The early three (E3) region of the adenovirus (Ad) encodes a number of immunomodulatory proteins that interfere with class I major histocompatibility–mediated antigen presentation and confer resistance to cytokine-induced apoptosis in cells infected by the virus. Transgenic expression of Ad E3 genes under the rat insulin II promoter (RIP-E3) in β-cells in nonobese diabetic (NOD) mice decreases the incidence and delays the onset of autoimmune diabetes. The immune effector cells of RIP-E3/NOD mice maintain the ability to infiltrate the islets and transfer diabetes into NOD-scid recipients, although at a significantly reduced rate compared with wild-type littermates. The islets of RIP-E3/NOD mice can be destroyed by adoptive transfer of splenocytes from wild-type NOD mice; however, the time to onset of hyperglycemia is delayed significantly, and 40% of these recipients were not diabetic at the end of the experiment. These findings suggest that expression of E3 genes in β-cells affects both the activation of immune effector cells and the intrinsic resistance of β-cells to autoimmune destruction.

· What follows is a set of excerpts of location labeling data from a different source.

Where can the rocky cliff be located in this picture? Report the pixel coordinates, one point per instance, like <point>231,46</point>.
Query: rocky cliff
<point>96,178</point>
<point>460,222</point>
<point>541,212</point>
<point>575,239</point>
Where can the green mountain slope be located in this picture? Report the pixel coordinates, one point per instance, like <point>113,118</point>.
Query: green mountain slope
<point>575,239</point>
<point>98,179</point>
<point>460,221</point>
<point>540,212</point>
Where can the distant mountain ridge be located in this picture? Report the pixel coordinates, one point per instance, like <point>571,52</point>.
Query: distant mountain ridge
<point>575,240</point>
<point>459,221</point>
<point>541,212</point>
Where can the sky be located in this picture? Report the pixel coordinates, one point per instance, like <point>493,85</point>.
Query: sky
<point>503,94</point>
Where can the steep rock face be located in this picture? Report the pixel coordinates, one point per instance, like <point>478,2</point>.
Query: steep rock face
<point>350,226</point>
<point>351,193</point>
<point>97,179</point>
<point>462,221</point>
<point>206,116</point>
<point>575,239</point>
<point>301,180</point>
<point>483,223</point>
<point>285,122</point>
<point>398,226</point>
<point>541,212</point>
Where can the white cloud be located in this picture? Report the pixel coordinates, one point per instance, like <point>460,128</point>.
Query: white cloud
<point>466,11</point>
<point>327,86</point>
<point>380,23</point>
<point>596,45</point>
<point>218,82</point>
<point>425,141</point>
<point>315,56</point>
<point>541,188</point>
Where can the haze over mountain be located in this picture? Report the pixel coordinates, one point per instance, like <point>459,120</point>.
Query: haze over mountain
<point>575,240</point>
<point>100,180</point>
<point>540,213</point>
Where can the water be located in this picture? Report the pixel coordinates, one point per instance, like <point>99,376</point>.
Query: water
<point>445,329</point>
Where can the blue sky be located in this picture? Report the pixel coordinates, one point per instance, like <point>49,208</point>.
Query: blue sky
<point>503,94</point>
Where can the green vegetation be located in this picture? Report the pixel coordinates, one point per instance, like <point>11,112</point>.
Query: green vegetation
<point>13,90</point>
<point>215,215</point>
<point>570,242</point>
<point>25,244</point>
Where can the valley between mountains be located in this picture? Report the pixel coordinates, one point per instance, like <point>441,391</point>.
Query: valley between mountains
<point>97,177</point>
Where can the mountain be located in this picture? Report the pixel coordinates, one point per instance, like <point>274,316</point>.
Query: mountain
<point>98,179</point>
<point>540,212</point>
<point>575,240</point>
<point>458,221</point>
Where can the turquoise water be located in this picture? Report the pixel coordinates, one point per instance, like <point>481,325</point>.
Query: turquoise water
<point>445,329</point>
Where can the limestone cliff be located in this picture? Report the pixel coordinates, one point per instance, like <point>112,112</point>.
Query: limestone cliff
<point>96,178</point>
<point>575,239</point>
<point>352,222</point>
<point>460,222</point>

Type 1 diabetes is caused by a cell-mediated autoimmune destruction of the insulin-producing pancreatic islet β-cells (1). At present, there is no available treatment that can prevent this autoimmune process in humans. The current treatment of type 1 diabetes involves the administration of exogenous insulin, which does not accurately control glycemia and cannot avoid hypoglycemic episodes or complications caused by hyperglycemia. Genetic engineering of β-cells with immunomodulatory genes holds the promise of development of novel approaches for prevention of type 1 diabetes as well as for β-cell replacement by transplantation. A number of genes have been shown to increase the resistance of β-cells to immune attacks or provide them with the ability to downregulate immune effector mechanisms (2). Genes evolved by viruses to evade immune responses against virus-infected cells represent an attractive source for such immunomodulatory elements (3).

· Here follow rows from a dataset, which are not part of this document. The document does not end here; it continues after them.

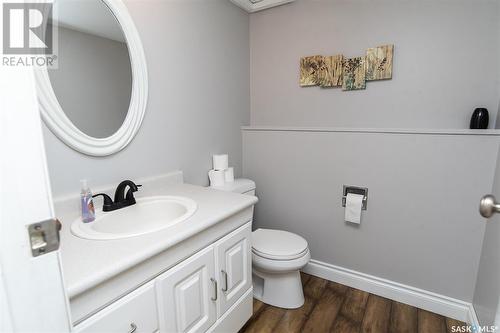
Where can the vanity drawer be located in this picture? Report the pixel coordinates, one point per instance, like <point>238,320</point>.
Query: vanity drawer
<point>136,312</point>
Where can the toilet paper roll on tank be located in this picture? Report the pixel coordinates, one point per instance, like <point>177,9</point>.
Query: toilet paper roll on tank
<point>221,172</point>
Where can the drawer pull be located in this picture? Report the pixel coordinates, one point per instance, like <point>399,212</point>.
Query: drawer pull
<point>214,283</point>
<point>225,280</point>
<point>133,328</point>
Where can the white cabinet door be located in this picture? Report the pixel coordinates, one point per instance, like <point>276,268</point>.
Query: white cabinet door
<point>234,265</point>
<point>187,294</point>
<point>136,312</point>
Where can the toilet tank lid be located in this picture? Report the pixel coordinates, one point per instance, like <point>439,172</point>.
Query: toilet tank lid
<point>240,185</point>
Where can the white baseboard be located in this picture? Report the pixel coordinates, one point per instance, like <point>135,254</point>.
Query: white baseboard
<point>472,316</point>
<point>443,305</point>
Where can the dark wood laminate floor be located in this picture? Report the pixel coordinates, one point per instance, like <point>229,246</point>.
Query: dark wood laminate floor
<point>332,307</point>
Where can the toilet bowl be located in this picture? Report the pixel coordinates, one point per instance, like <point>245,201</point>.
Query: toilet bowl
<point>277,257</point>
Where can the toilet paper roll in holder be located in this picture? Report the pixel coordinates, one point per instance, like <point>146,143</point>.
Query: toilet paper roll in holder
<point>355,190</point>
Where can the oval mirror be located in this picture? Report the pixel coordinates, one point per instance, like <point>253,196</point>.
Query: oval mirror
<point>94,99</point>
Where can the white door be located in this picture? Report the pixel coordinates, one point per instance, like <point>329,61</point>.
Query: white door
<point>487,292</point>
<point>234,265</point>
<point>187,294</point>
<point>32,290</point>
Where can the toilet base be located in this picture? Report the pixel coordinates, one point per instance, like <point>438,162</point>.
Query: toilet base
<point>283,289</point>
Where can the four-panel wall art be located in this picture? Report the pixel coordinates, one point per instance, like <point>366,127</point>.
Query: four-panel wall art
<point>350,73</point>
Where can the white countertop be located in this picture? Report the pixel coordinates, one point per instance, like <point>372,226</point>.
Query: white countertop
<point>87,263</point>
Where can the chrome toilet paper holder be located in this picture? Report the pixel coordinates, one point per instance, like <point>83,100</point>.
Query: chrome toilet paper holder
<point>355,190</point>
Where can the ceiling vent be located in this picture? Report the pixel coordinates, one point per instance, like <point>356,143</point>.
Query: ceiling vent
<point>256,5</point>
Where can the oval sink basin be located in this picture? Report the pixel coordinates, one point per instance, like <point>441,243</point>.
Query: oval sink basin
<point>148,215</point>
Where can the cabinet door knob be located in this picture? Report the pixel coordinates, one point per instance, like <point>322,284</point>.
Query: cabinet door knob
<point>133,328</point>
<point>224,273</point>
<point>214,283</point>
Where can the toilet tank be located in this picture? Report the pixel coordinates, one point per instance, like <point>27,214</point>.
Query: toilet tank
<point>241,185</point>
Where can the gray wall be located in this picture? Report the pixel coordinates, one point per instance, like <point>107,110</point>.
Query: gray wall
<point>422,227</point>
<point>198,62</point>
<point>98,68</point>
<point>445,63</point>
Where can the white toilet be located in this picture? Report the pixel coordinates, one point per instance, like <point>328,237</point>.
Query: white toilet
<point>277,257</point>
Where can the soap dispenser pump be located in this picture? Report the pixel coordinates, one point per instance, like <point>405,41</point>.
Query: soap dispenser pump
<point>88,211</point>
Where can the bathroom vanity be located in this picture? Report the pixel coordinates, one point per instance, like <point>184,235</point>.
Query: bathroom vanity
<point>194,276</point>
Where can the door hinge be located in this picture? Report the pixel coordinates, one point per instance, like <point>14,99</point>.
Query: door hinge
<point>44,236</point>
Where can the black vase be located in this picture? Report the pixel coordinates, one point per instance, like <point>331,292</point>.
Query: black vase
<point>479,119</point>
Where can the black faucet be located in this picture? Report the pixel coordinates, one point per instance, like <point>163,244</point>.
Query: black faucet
<point>121,200</point>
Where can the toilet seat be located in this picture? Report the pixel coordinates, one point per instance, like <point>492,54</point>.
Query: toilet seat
<point>275,257</point>
<point>278,244</point>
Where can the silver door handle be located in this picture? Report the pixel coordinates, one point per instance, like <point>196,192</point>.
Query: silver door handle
<point>214,283</point>
<point>224,289</point>
<point>488,206</point>
<point>133,328</point>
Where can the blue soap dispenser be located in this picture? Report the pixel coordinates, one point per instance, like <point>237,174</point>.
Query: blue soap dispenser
<point>88,211</point>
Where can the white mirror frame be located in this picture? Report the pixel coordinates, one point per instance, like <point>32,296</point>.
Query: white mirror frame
<point>57,121</point>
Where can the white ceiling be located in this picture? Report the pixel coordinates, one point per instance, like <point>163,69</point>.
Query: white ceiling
<point>89,16</point>
<point>252,6</point>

The early three (E3) region of an adenovirus (Ad) includes a number of genes that encode proteins that prevent antigen presentation on infected cells and inhibit cytokine-induced apoptosis of such cells (4). A 19-kDa glycoprotein (gp19) downregulates class I major histocompatibility complex (MHC)-mediated antigen presentation to cytotoxic T-lymphocytes (CTL) by two mechanisms. The viral protein binds to the heavy chain of the class I MHC molecule and prevents its transport from the endoplasmic reticulum to the cell surface (4); in addition, gp19 inhibits the transporter associated with antigen presentation (TAP) and prevents loading of class I MHC molecules (5). Three other proteins encoded in the E3 region (10.4K, 14.5K, and 14.7K) inhibit tumor necrosis factor-α (TNF-α)-induced apoptosis (4,6,7). The 10.4K and 14.5K proteins function as a complex to inhibit both TNF-α– and Fas-induced apoptosis (8,9). We have demonstrated that expression of E3 genes in β-cells in transgenic mice under control of the rat insulin II promoter (RIP) prolongs the survival of islet allografts (10). In addition, expression of the E3 transgenes prevented autoimmune cytolysis of β-cells transgenically expressing individual antigens of the lymphocytic choriomeningitis virus (LCMV) when these mice were infected with LCMV (11). These studies suggest that expression of E3 genes in β-cells may prevent their destruction by class I MHC-, TNF-α– and Fas-dependent mechanisms and/or alter the ability of such islets to stimulate immune responses.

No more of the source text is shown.